Prof. Dr. Doğan Yaşar, Halkapınar Deresi yanında yaptığı açıklamada, İzmir Körfezi'nde kronikleşmiş bir koku ve kirlilik sorunu olduğunu söyledi.
Kokunun yanı sıra deniz marullarının 6 ay arayla yeniden körfez yüzeyinde görülmeye başladığını belirten Yaşar, "Bunlar, denizin rahatsız olduğunu ve kirlendiğini gösteren parametreler. Şu anda çok ciddi bir koku var. İzmir gibi biyolojik arıtma açısından Türkiye'nin en önemli kentlerinden biri olan kentte hala derelere arıtılmadan bırakılan sular denize ulaşıyor." dedi.
'Fabrika atıkları takip edilmeli'
Yaşar, İzmir Büyükşehir Belediyesinin körfezde oluşan koku ve kirliliğin giderilmesi konusunda teknik hatalar yaptığını savundu.

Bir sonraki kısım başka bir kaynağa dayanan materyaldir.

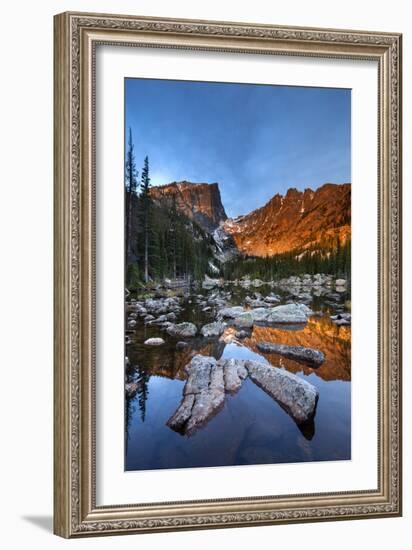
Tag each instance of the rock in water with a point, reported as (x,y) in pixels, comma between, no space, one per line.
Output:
(208,380)
(297,396)
(230,312)
(182,345)
(311,356)
(130,389)
(203,395)
(182,330)
(289,314)
(244,321)
(209,282)
(212,329)
(154,342)
(234,374)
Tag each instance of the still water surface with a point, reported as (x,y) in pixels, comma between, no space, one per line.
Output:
(251,428)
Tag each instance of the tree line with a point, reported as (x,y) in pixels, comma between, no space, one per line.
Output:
(330,257)
(160,242)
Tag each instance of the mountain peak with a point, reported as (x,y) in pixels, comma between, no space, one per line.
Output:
(200,202)
(297,220)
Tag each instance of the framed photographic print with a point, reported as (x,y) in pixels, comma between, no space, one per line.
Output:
(227,274)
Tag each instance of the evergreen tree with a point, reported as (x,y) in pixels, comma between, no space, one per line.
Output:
(146,203)
(131,176)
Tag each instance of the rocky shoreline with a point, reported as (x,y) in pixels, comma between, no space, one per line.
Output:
(209,380)
(287,303)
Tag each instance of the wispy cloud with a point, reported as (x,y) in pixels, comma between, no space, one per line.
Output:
(254,140)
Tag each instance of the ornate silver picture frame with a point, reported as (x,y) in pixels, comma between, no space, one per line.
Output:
(77,511)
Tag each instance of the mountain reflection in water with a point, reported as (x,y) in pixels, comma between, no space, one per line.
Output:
(251,428)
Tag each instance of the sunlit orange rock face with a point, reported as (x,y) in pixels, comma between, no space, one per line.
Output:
(200,202)
(319,333)
(296,221)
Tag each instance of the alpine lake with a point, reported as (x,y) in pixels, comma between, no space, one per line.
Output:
(251,427)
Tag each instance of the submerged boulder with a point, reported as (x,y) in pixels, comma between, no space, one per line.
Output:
(182,330)
(245,320)
(212,329)
(154,342)
(297,396)
(289,314)
(203,395)
(230,312)
(209,380)
(311,356)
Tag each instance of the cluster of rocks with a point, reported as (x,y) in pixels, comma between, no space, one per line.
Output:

Dere yataklarının betonlanmasının en önemli hatalardan biri olduğunu ileri süren Yaşar, şunları kaydetti:
"Derelere atılan beton, suyun toprakla ilişkisini kesiyor, tabandan gelen canlıların suyla olan ilişkisi kesildiği için inanılmaz bir koku başlıyor. Kokunun asıl nedeni bu. Bu, damarların betonlanması gibi bir şey. Ama ısrarla betonlamaya devam ediyorlar. İlk günden bu yana 'Betonlamayın, kokar.' diyorum. İzmir Büyükşehir Belediyesinin sanırım bu konulardaki danışmanları çok yetersiz. Önce betonları kırsınlar, toprakla suyu bir buluştursunlar."
Kokuyu önlemek için denize kireç atılmasının akıllıca bir çözüm olmadığını, arıtmaya öncelik verilmesi gerektiğini dile getiren Yaşar, bu konuda evsel atıkların yanında fabrika atıklarının da arıtılmasının sıkı şekilde takip edilmesi gerektiğini aktardı.

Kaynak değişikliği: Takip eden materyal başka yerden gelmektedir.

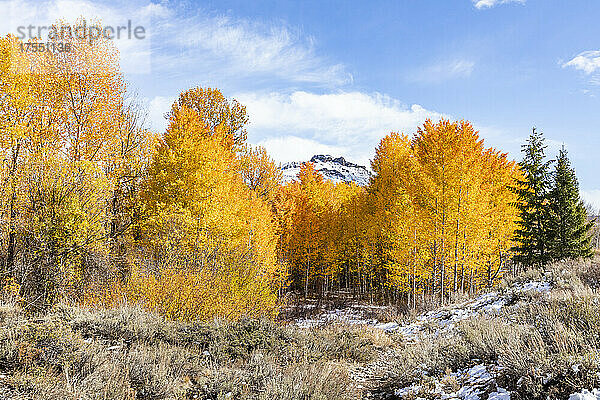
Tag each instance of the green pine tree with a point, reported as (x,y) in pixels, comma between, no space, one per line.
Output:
(531,237)
(569,228)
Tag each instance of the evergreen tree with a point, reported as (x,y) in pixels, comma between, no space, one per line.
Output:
(569,228)
(531,235)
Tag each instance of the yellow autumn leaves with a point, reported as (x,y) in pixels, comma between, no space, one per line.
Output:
(437,218)
(195,223)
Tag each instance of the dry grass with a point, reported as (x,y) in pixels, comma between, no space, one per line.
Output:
(128,353)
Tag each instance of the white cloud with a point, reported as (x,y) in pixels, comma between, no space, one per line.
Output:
(439,72)
(480,4)
(183,43)
(242,47)
(294,148)
(157,108)
(587,61)
(346,123)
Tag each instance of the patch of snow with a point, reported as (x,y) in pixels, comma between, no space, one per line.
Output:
(586,395)
(337,170)
(474,383)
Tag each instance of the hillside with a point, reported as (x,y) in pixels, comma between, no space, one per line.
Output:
(333,169)
(535,337)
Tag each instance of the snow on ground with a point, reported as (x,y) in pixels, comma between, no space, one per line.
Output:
(467,384)
(586,395)
(440,321)
(334,169)
(475,383)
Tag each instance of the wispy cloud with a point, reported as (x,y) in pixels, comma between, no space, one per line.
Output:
(348,123)
(587,61)
(443,71)
(182,42)
(480,4)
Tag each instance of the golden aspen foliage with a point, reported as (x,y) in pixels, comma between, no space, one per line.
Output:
(211,238)
(215,110)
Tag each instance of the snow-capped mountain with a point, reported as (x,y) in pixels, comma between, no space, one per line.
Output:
(334,169)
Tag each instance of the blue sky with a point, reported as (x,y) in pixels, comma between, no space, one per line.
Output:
(336,76)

'33 yıl sonra dahi yüzemezsiniz'
İzmir Büyükşehir Belediye Başkanı Tunç Soyer'in 3 yıl önce göreve geldiğinde 3 yıl sonra İzmir Körfezi'nde yüzme hedefi koyduğunu hatırlatan Yaşar, "Değil yüzmek, kokudan durulmuyor. Başkan'ın dediği gibi 3 yıl sonra değil, 33 yıl sonra dahi bu körfezde yüzemezsiniz. Bilimi kullanmadıktan sonra yapacak bir şey yok. Bu kokuyu, deniz marullarını çekeceğiz." diye konuştu.
Prof. Dr. Doğan Yaşar, Gediz Nehri'nin İzmir Körfezi'ni kirletmediğini, bu nehirden denize akan suyun kuzeye çıktığını, körfeze etki etmediğini de öne sürdü.

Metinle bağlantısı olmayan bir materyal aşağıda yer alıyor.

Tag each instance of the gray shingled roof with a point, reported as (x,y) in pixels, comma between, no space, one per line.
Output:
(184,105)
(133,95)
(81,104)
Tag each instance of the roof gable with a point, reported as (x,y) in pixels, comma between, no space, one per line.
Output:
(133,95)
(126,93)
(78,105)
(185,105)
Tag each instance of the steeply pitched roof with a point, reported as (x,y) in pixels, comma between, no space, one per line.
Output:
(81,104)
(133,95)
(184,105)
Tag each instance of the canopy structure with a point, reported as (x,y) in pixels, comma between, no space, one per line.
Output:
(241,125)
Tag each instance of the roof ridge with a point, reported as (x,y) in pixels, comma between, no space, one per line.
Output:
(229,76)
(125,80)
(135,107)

Kireçlenip döküm alanına götürülüyor
İzmir Büyükşehir Belediyesinden yapılan açıklamada ise kokunun dere yataklarının beton olup olmamasıyla ilgisinin olmadığı savunuldu.
Açıklamada, "Kış aylarında etkili olan yağışların getirdiği çamur ve rüsubat Arap ve Melez derelerinin döküldüğü yerde deniz kotunun altında birikiyor. Kokuya neden olabilen çamur kireçlenip sudan arındırılarak döküm alanlarına götürülüyor." denildi.
Açıklamada derelerin tabanının toprak olması halinde de kokuya neden olan bu çamurun birikebileceği ifade edilerek, çalışmanın Ramazan Bayramı'ndan sonra tamamlanacağı kaydedildi.
Kötü kokuya tepki
Körfezdeki kötü koku, vatandaşların da tepkisine neden oluyor.
Halkapınar semtinde çalışan Cemre Karataş, körfezden gelen kokunun sıcaklıklarla birlikte arttığını belirterek, "Maskeyle duruyorum. Biraz önce çıkardım ama koku rahatsız etti. Yeniden takmak zorunda kaldım. Koku sorununu çözsünler." dedi.
Müjdat Türkkan ise 60 yaşında olduğunu, körfezin sürekli koktuğunu, kenti yönetenlerin koku sorununu çözmesi gerektiğini söyledi.